Recent systematic reviews indicated that the sensitivity of transvaginal USG ranges from 73.3% to 98.1%, while the NMR sensitivity varies from 73.3% to 100%. The specificity of transvaginal USG ranges from 66.7% to 100%, while that of NMR ranges from 50% to 100%.13 In the present study, 3D anorectal USG had almost perfect agreement, according to the kappa coefficient, when comparing lesions that invade the muscularis propria; however, such expressive agreement values were not observed in patients without lesions or those with lesions in the perirectal fat.

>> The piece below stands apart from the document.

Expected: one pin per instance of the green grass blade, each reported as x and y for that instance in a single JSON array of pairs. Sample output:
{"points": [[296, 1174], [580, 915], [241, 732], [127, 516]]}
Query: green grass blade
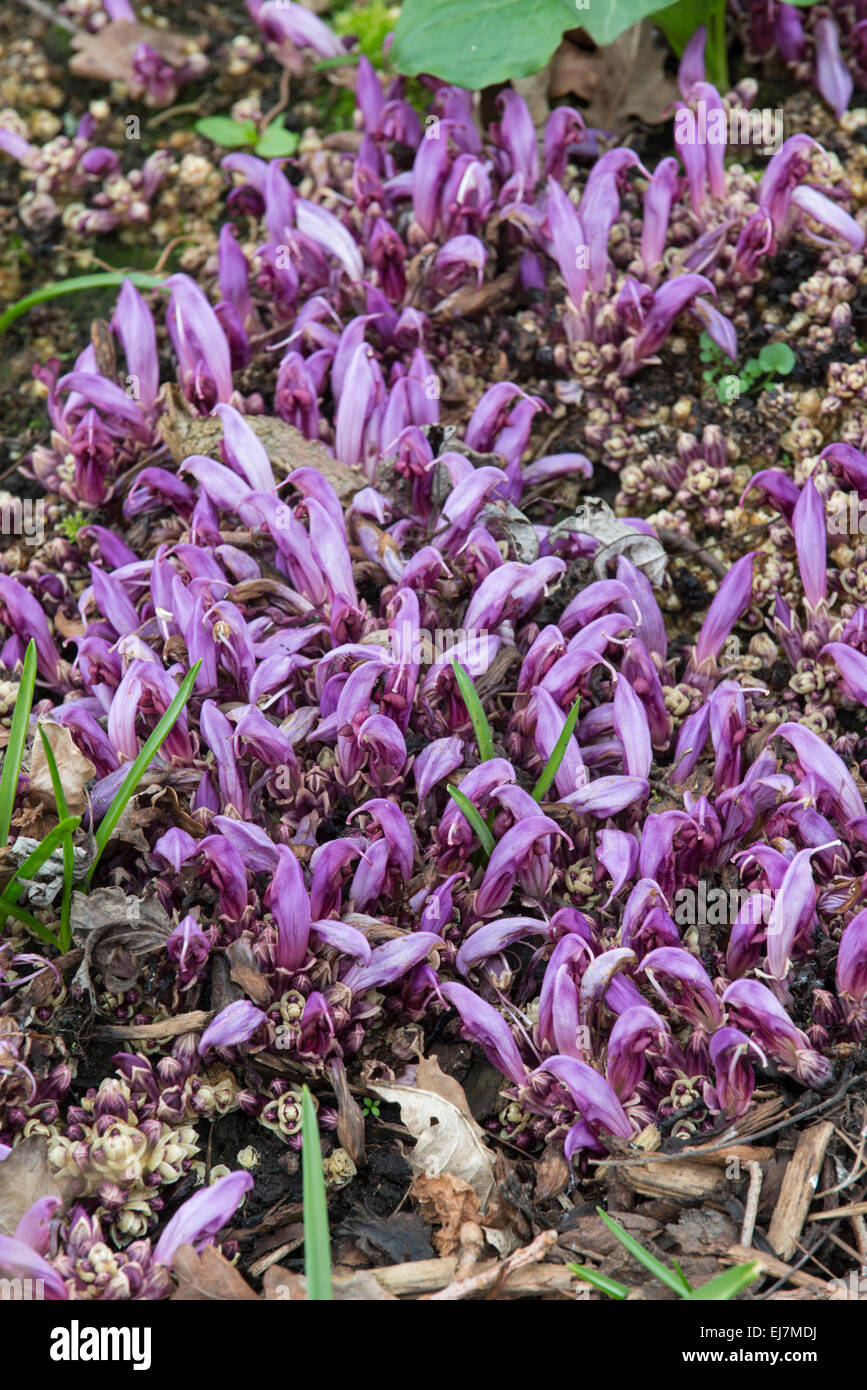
{"points": [[104, 280], [317, 1248], [727, 1285], [606, 1286], [552, 766], [65, 931], [142, 763], [32, 925], [662, 1272], [34, 862], [473, 816], [14, 749], [474, 708]]}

In this service, 3D anorectal USG showed a significant correlation in the diagnosis of deep intestinal pelvic endometriosis and involvement of the muscularis propria.

Despite the small number of studies retrieved in the international literature, 3D anorectal USG, despite requiring further studies, can be used as a parameter of choice for surgical treatment, and can be used (in combination with the experience of the service/surgeon and/or associated with other imaging exams such as NMR) to define the best surgical technique (shaving or segmental resection).12


3D anorectal USG is a good diagnostic test for the evaluation of the middle and posterior compartments of deep endometriosis lesions; a correlation was observed between the findings of NMR of the pelvis with intestinal preparation in relation to injuries that invade the muscularis propria.

Conflicts of interest

The authors declare no conflicts of interest.